In the first decade of this century, the pressing social and environmental circumstances of our communities led to the emergence of the impact investment movement around 2007. Impact investment is focused on generating a measurable, beneficial social or environmental impact alongside a financial return. While this is a noble cause, we now see, more than a decade later, the overwhelming evidence that this is not enough. In order to head the challenges of our time, we need more than projects that have a direct positive effect on their surroundings. What we need is to understand that projects, organizations, and people are connected in the networks of our systems, and to make actual, significant change, we need to change the systems, not just their constituent elements.
This is what systemic investing and granting is; the transition of societal systems towards a sustainable state, by means of a concerted effort. Systemic investing aims to have long lasting beneficial consequences for all life on the planet. It is aimed at achieving global change on the long term, and its power lies in reaping the immeasurable benefits of achieving systemic improvement.

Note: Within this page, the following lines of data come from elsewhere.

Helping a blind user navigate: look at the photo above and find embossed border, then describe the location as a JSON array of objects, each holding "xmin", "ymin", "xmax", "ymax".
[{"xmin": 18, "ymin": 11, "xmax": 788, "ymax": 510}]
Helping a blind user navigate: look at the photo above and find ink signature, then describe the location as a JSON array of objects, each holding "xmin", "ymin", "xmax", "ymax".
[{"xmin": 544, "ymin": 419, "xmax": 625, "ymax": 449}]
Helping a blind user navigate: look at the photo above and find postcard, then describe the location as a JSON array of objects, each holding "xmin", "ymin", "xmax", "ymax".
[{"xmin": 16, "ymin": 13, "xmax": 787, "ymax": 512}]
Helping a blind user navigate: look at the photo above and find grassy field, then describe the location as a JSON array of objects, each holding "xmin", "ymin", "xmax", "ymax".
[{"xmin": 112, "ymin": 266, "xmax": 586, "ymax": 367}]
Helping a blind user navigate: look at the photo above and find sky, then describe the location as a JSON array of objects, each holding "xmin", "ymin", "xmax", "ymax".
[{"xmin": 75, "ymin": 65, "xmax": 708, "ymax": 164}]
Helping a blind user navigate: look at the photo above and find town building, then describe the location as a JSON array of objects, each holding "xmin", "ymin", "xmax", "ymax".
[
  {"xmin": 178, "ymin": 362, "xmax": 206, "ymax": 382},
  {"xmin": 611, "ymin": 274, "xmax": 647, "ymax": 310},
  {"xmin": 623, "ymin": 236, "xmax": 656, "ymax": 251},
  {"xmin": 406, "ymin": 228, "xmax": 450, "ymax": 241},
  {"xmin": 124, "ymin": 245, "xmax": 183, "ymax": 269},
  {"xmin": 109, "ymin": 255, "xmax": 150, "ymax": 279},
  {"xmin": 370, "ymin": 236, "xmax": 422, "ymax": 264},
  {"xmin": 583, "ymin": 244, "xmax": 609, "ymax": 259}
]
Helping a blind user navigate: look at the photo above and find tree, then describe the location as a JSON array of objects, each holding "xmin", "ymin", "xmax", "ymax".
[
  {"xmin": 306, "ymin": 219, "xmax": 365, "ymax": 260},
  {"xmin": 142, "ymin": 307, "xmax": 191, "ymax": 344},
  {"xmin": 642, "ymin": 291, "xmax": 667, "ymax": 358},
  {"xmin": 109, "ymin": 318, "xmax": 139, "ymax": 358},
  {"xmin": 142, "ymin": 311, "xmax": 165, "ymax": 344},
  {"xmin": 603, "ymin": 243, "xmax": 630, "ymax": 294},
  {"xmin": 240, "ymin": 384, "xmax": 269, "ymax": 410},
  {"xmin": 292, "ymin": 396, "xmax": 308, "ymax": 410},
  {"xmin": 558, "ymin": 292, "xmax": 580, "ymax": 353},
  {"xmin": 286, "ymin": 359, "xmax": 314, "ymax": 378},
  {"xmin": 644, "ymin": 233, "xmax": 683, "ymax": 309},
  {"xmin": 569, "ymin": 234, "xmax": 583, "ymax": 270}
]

Systemic investment different from impact investment not only in its scale and ambition, it is also fundamentally different in its approach. Systemic investment is a holistic approach, where a collection of investments work together in concert to achieve an effect that is more than the sum of its parts. Systemic investment requires an insight into the web of interactions of the system that is intended to be improved. What is described as investment here, also counts for granting and subsidy programs.
For example, for a food production project, an impact investment could focus on the CO2 footprint of a food manufacturer to determine the quality of the impact investment. A systemic investor however would look at the consequence of the investment on the food system as a whole. They would likely not just invest in one entity in the transition chain, but a range of them to achieve a group-led systemic effect. For example, not just in the entitiy that produced the food, but also the distribution, return of waste products, and policy making around healthy, afforable food. This stands to benefit the whole chain over time and enables massive societal change, as well as increased financial return on investment.

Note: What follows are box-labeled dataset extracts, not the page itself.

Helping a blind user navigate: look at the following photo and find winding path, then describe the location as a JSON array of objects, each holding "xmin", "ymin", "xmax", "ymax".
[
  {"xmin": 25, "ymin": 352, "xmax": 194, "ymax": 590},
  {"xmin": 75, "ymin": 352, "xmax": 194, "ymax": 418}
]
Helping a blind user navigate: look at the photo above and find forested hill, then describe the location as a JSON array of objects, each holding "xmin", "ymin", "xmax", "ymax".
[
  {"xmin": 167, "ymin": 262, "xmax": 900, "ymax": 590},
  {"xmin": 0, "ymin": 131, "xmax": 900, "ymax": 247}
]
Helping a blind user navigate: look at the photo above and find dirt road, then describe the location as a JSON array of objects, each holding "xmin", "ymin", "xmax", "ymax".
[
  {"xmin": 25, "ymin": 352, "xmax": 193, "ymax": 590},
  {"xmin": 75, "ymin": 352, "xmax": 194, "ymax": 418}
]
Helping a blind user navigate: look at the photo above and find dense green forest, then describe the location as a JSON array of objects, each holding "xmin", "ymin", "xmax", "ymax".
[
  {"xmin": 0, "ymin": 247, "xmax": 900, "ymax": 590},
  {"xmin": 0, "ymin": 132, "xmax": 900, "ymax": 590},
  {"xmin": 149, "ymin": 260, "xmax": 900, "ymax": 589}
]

Achieving systemic insight: a step by step approach
When we support organizations to determine their systemic investment or grantmaking program, we step through the following activities:
1. Create systemic insight
In order to be able to enable systemic investing, we need to have insights into the constituents and dynamics of the system. We use SiD system mapping to create these insights, research the required data and indicators, and create a holistic overview of the system's current state. This is often done in co-creation with client teams, to achieve a high level of shared insight.

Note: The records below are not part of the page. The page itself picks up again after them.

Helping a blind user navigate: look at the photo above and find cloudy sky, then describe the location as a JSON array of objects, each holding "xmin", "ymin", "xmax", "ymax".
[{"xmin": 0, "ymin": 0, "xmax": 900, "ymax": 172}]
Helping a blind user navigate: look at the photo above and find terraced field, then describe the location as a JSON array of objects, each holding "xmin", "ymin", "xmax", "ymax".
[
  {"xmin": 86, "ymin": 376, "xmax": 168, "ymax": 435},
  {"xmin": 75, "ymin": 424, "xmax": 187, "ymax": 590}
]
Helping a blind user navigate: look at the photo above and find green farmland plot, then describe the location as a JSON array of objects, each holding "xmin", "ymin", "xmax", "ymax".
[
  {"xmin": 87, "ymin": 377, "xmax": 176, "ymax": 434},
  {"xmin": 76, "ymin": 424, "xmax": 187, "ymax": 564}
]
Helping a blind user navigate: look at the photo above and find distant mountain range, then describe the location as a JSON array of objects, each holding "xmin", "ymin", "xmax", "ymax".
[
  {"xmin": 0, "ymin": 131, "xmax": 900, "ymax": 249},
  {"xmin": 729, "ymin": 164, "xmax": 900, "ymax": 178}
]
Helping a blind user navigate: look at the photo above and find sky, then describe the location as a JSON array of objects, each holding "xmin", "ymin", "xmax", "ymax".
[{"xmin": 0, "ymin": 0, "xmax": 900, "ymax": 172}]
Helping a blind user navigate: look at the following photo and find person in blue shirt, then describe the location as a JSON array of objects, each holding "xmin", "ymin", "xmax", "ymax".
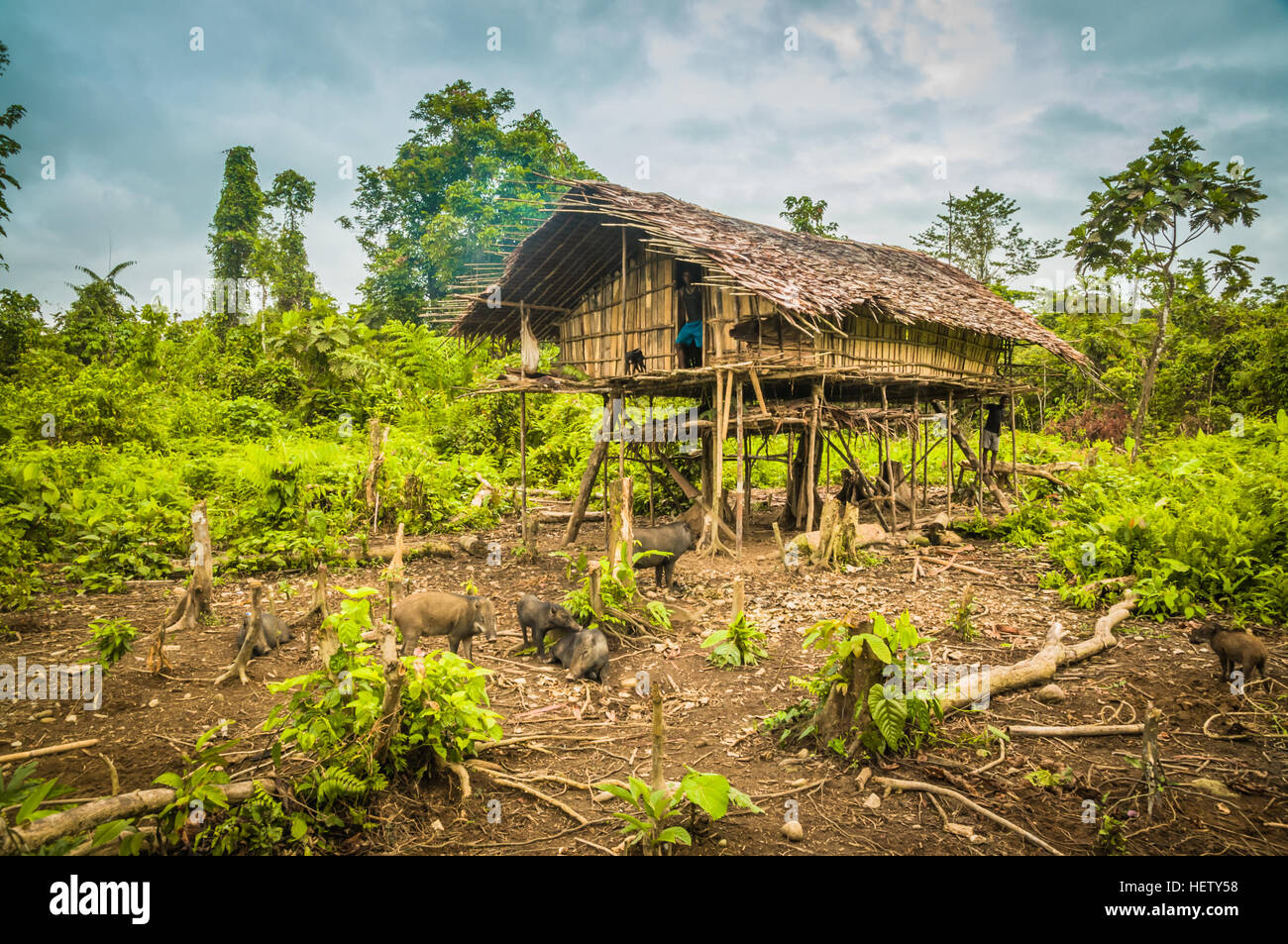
[
  {"xmin": 979, "ymin": 403, "xmax": 1006, "ymax": 475},
  {"xmin": 675, "ymin": 269, "xmax": 702, "ymax": 367}
]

2. Identify system transition pathways and vision
From knowing its current state, an improved state of the system can be envisioned. Each transition pathway will have its own dynamics, cost, and benefits. These can be elaborated into strong visions of future systemic states, supported by imagery and storytelling. Based on these we explore transition strategies, their requirements, stakeholders, and action paths.
3. Systemic investment identification
Upon choosing an intended system transition vision and pathway, we can pick intervention areas to achieve the transition. These identify concrete, investible action items across the system and stakeholders. Cross-relationships are found and accounted for.
4. Systemic investment roadmap
With the strategy sequence in place, a roadmap in time is built, identifying each sequential step in time, and building in resilience measures for increased success and reduced risk. This can include monitoring and reporting.